In Hadley's case, buying foreigners up wholesale was the only item in sight that was more than verbally different from "stay the course," whereas Rumsfeld tossed in what JC calls " a lot of contradictory and not obviously effective policies" as well, but there is no reason to insult the poor man's memory by assuming he actually believed in such shoddy stuff.

Ethically unedifying and useless for the victims in Iraq as this GOP campaign of self-leakage and persiflage is, it will probably more or less work. People who know right from wrong, plus also a fair number of basic facts about the invasion and conquest and occupation, can hardly fail to see through this charade, but it is not aimed at them. The targeted audience is only too likely to think "Gee, they really are looking at new and different ideas! Maybe they'll get it right this time."

Worse, we Democrats can't do anything effective against it. It might be good partisan fun to have a well-briefed Congressional committee show up Mr. Stephen Hadley for the amazing ignoramus that he seems to be at public hearings in the spring, but such a production wouldn't cost him his job, and with Mr. Rumsfeld there won't be any opportunity for even that feeble and pointless satisfaction.

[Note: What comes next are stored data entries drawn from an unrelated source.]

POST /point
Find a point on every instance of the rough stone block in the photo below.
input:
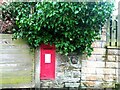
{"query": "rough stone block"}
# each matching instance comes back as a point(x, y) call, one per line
point(109, 78)
point(100, 71)
point(100, 57)
point(113, 52)
point(100, 64)
point(93, 78)
point(92, 57)
point(111, 58)
point(88, 70)
point(99, 44)
point(72, 84)
point(112, 64)
point(109, 71)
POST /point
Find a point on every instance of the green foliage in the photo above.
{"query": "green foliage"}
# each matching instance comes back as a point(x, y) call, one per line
point(71, 26)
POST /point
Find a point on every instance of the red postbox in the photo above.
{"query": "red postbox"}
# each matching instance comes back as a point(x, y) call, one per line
point(47, 59)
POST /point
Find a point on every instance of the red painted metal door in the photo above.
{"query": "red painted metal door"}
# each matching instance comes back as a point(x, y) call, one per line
point(47, 68)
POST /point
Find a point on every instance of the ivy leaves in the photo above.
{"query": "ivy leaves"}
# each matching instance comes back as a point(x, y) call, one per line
point(71, 26)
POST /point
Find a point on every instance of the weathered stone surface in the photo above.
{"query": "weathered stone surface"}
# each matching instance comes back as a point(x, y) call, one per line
point(99, 44)
point(72, 84)
point(113, 52)
point(99, 51)
point(112, 64)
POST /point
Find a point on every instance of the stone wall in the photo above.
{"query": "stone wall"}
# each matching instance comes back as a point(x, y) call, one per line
point(98, 71)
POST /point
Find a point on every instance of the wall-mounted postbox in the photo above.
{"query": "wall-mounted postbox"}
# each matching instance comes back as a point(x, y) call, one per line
point(47, 59)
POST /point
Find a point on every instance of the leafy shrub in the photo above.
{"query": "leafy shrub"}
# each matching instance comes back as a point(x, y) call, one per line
point(71, 26)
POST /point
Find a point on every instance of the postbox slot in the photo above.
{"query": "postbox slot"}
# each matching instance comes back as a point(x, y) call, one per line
point(47, 58)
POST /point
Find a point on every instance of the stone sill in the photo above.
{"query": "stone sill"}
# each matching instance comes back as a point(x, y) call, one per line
point(113, 47)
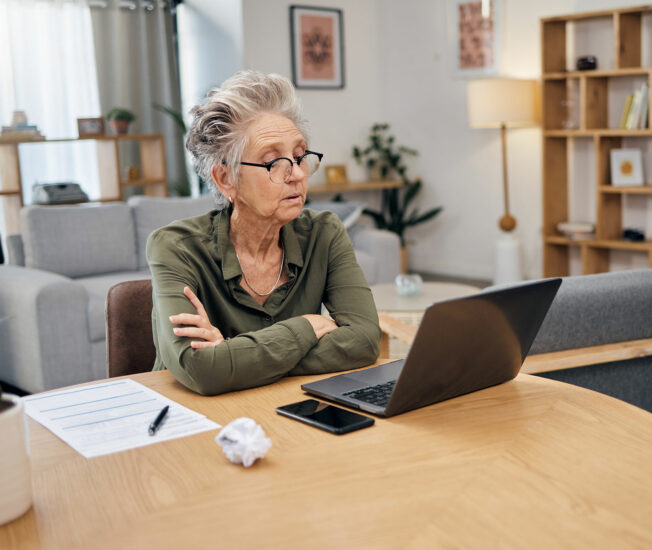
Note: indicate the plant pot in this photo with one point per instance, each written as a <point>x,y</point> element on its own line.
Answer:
<point>15,473</point>
<point>119,127</point>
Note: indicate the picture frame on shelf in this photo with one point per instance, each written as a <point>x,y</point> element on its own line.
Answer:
<point>474,29</point>
<point>336,174</point>
<point>90,127</point>
<point>317,46</point>
<point>626,167</point>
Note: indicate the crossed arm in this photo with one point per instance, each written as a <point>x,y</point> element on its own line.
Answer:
<point>199,356</point>
<point>199,325</point>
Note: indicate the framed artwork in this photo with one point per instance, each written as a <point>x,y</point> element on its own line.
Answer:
<point>474,29</point>
<point>626,167</point>
<point>90,127</point>
<point>317,41</point>
<point>336,173</point>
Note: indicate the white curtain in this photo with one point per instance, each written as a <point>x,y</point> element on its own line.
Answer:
<point>47,69</point>
<point>136,67</point>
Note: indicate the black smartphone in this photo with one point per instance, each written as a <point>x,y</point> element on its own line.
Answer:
<point>326,417</point>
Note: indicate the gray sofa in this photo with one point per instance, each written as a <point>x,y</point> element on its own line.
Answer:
<point>53,292</point>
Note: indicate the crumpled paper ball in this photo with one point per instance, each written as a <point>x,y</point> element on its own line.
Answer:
<point>243,441</point>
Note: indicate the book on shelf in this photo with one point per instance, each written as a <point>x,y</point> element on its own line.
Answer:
<point>632,118</point>
<point>645,106</point>
<point>638,112</point>
<point>626,108</point>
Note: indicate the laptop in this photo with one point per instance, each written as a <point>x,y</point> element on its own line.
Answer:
<point>461,346</point>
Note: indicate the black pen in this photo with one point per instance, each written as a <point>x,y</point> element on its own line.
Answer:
<point>158,420</point>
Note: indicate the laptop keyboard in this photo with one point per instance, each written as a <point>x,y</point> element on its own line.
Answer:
<point>376,395</point>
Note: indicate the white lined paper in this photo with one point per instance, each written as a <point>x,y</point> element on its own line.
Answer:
<point>112,416</point>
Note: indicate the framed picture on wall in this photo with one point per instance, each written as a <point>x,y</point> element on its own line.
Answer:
<point>626,167</point>
<point>317,41</point>
<point>90,127</point>
<point>474,36</point>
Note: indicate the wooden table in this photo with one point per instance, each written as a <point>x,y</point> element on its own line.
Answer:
<point>530,463</point>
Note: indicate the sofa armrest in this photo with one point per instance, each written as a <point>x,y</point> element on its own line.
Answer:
<point>15,250</point>
<point>382,245</point>
<point>44,340</point>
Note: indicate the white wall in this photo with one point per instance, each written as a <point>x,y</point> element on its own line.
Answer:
<point>210,45</point>
<point>398,70</point>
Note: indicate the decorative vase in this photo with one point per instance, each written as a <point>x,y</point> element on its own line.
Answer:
<point>15,473</point>
<point>404,259</point>
<point>119,127</point>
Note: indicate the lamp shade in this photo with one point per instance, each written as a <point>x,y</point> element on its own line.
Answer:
<point>502,101</point>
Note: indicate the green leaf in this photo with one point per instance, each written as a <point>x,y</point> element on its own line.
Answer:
<point>378,218</point>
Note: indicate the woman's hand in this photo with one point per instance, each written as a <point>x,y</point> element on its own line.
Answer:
<point>200,326</point>
<point>320,324</point>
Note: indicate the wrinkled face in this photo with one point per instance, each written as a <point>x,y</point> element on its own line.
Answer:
<point>270,137</point>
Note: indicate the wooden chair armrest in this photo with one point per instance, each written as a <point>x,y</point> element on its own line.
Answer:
<point>593,355</point>
<point>394,328</point>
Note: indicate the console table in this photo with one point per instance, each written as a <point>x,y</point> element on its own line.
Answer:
<point>351,186</point>
<point>112,181</point>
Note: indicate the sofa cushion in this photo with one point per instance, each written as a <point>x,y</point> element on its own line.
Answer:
<point>150,213</point>
<point>347,212</point>
<point>79,240</point>
<point>97,288</point>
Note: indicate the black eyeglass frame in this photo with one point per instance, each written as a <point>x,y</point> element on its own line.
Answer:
<point>268,165</point>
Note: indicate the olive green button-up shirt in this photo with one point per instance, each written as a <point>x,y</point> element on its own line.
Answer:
<point>262,342</point>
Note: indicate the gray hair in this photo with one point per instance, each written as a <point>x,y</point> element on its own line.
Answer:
<point>218,133</point>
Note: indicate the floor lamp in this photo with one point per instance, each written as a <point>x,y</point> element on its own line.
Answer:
<point>504,103</point>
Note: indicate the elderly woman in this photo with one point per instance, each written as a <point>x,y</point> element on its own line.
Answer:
<point>238,291</point>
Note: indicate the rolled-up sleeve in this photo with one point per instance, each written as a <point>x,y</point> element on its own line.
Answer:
<point>356,341</point>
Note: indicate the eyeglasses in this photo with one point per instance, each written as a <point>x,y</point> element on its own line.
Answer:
<point>280,169</point>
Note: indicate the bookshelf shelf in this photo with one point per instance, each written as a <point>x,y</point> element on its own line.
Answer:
<point>591,91</point>
<point>627,190</point>
<point>152,167</point>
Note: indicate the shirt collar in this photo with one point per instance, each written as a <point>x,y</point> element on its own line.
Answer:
<point>230,263</point>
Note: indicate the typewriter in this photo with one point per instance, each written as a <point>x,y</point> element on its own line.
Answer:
<point>58,193</point>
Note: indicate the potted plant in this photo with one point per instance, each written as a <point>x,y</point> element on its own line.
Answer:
<point>120,119</point>
<point>385,157</point>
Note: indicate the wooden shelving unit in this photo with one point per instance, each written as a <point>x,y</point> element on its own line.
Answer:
<point>112,183</point>
<point>593,89</point>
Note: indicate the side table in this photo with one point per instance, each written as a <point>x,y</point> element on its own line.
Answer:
<point>410,309</point>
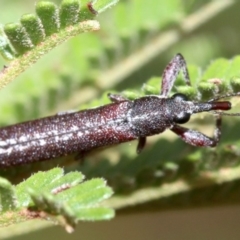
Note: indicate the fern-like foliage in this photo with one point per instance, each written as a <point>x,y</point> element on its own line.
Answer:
<point>36,35</point>
<point>123,55</point>
<point>53,196</point>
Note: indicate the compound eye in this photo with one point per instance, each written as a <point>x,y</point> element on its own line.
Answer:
<point>180,97</point>
<point>183,118</point>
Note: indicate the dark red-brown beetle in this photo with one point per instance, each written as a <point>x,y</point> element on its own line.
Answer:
<point>121,121</point>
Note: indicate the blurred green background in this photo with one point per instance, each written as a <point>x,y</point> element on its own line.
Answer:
<point>219,36</point>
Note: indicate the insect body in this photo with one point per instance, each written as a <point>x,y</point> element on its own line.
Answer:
<point>120,121</point>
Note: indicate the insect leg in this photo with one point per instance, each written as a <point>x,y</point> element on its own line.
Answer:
<point>170,74</point>
<point>141,144</point>
<point>116,97</point>
<point>196,138</point>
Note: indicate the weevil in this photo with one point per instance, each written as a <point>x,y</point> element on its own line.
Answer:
<point>121,121</point>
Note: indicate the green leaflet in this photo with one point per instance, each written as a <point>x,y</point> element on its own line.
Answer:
<point>59,196</point>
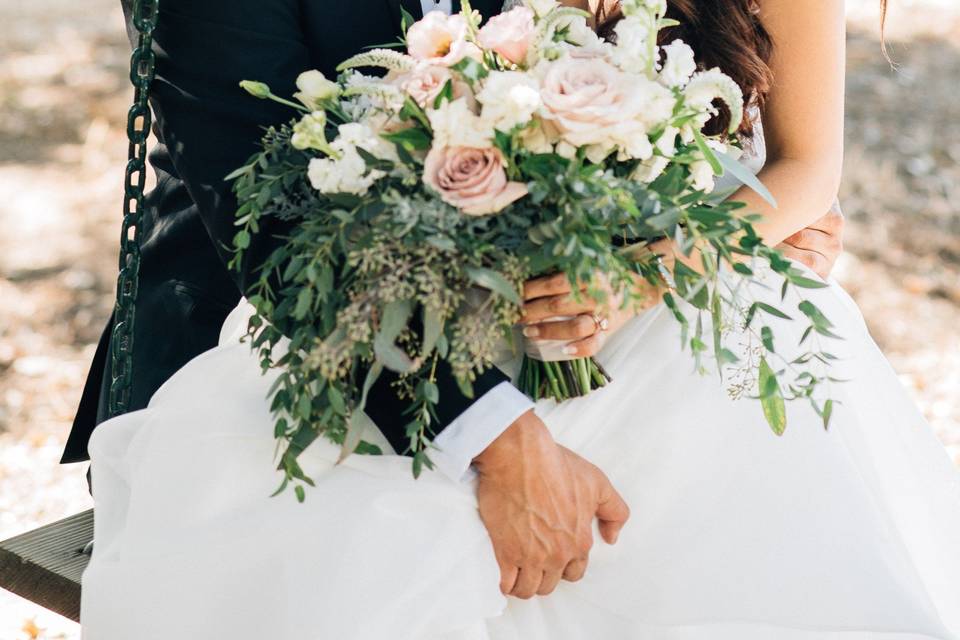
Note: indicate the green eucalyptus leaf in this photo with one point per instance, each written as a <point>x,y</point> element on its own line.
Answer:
<point>494,281</point>
<point>771,399</point>
<point>355,424</point>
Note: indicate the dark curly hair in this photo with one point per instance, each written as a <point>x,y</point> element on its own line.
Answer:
<point>723,33</point>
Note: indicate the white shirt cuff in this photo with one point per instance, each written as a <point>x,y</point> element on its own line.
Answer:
<point>474,429</point>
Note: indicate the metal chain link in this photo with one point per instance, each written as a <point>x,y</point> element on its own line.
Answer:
<point>142,71</point>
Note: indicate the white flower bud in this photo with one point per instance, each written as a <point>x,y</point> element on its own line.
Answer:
<point>310,132</point>
<point>315,89</point>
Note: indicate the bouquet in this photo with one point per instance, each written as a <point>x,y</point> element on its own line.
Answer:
<point>422,196</point>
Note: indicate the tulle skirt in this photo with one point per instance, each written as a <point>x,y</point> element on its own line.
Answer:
<point>736,534</point>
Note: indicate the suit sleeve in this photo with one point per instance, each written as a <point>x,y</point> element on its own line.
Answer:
<point>210,127</point>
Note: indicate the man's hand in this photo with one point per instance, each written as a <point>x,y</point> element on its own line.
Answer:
<point>819,245</point>
<point>537,501</point>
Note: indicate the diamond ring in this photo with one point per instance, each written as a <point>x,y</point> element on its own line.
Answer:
<point>602,323</point>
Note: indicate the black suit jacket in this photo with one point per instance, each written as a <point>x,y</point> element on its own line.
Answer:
<point>206,126</point>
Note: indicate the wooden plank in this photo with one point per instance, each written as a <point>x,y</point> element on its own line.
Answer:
<point>45,565</point>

Worst of all, what happens next to the Iraqis? I presume there will be some swerve in the Crawfordites' ever zig-zag course. Proconsul Z. Khalilzad has probably failed sufficiently by now that they'll be requiring somebody fresh to think up an occupation policy for them. Who gets to be Bush's brain next? The ISG/CFR gentry have been unilaterally and preëmptively ruled out, that's one big goal of the persiflage campaign already attained. Who's left?